我在 Pytorch 中重写了网络,因为我想公开一些在 Tensorflow 中并不那么容易的功能。
我的模型始终预测空蒙版,因此我尝试使模型过度拟合一张图像。
可以对一张示例图像进行过拟合来预测一个掩模,但它仅适用于 Adam,学习率为 0.0005 和 1000 epoch。我的旧模型可以在 10 个 epoch 左右完成。
我看不出任何明显的错误。我一定做错了什么,因为这是一个微不足道的问题,应该需要很少的调整。
import numpy as np
import cv2
from PIL import Image
import matplotlib
matplotlib.use('Agg')
import matplotlib.pyplot as plt
import torch
import torch.nn as nn
import torch.nn.functional as F
import torch.optim as optim
from torchvision import transforms
device = torch.device('cuda' if torch.cuda.is_available() else 'cpu')
torch.manual_seed(42)
class DoubleConv(nn.Module):
"""(convolution => [BN] => ReLU) * 2"""
def __init__(self, in_channels, out_channels, relu=True):
super().__init__()
if relu:
self.double_conv = nn.Sequential(
nn.Conv2d(in_channels, out_channels, kernel_size=3, padding=1),
nn.ReLU(inplace=True),
nn.Conv2d(out_channels, out_channels, kernel_size=3, padding=1),
nn.ReLU(inplace=True)
)
else:
self.double_conv = nn.Sequential(
nn.Conv2d(in_channels, out_channels, kernel_size=3, padding=1),
nn.Conv2d(out_channels, out_channels, kernel_size=3, padding=1)
)
def forward(self, x):
return self.double_conv(x)
class Down(nn.Module):
"""Downscaling with maxpool then double conv"""

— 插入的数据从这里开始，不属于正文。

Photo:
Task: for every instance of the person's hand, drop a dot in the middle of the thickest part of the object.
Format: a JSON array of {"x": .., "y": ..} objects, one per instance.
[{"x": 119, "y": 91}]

def __init__(self, in_channels, out_channels):
super().__init__()
self.maxpool_conv = nn.Sequential(
nn.MaxPool2d(2),
DoubleConv(in_channels, out_channels)
)
def forward(self, x):
return self.maxpool_conv(x)
class Up(nn.Module):
"""Upscaling then double conv"""
def __init__(self, in_channels, out_channels, bilinear=True, relu=True):
super().__init__()
# if bilinear, use the normal convolutions to reduce the number of channels
if bilinear:
self.up = nn.Upsample(scale_factor=2, mode='bilinear', align_corners=True)
else:
self.up = nn.ConvTranspose2d(in_channels // 2, in_channels // 2, kernel_size=2, stride=2)
self.conv = DoubleConv(in_channels, out_channels, relu=relu)
def forward(self, x1, x2):
x1 = self.up(x1)
# input is CHW
diffY = torch.tensor([x2.size()[2] - x1.size()[2]])
diffX = torch.tensor([x2.size()[3] - x1.size()[3]])
x1 = F.pad(x1, [diffX // 2, diffX - diffX // 2,
diffY // 2, diffY - diffY // 2])
x = torch.cat([x2, x1], dim=1)
return self.conv(x)
class OutConv(nn.Module):
def __init__(self, in_channels, out_channels):
super(OutConv, self).__init__()
self.conv = nn.Conv2d(in_channels, out_channels, kernel_size=1)
def forward(self, x):
return self.conv(x)
class UNet(nn.Module):
def __init__(self, n_channels, n_classes, bilinear=True):
super(UNet, self).__init__()
self.n_channels = n_channels
self.n_classes = n_classes
self.bilinear = bilinear
self.inc = DoubleConv(n_channels, 64)
self.down1 = Down(64, 128)
self.down2 = Down(128, 256)
self.down3 = Down(256, 512)
self.down4 = Down(512, 512)
self.up1 = Up(1024, 256, bilinear)
self.up2 = Up(512, 128, bilinear)
self.up3 = Up(256, 64, bilinear)
self.up4 = Up(128, 64, bilinear)
self.outc = OutConv(64, n_classes)
def forward(self, x):
x1 = self.inc(x)
x2 = self.down1(x1)
x3 = self.down2(x2)
x4 = self.down3(x3)
x5 = self.down4(x4)
x = self.up1(x5, x4)
x = self.up2(x, x3)
x = self.up3(x, x2)
x = self.up4(x, x1)
logits = self.outc(x)
return logits
def decode_segmap(image, num_classes=3):
label_colors = np.array([(128, 0, 0),
(0, 128, 0), (0, 0, 128)])
r = np.zeros_like(image).astype(np.uint8)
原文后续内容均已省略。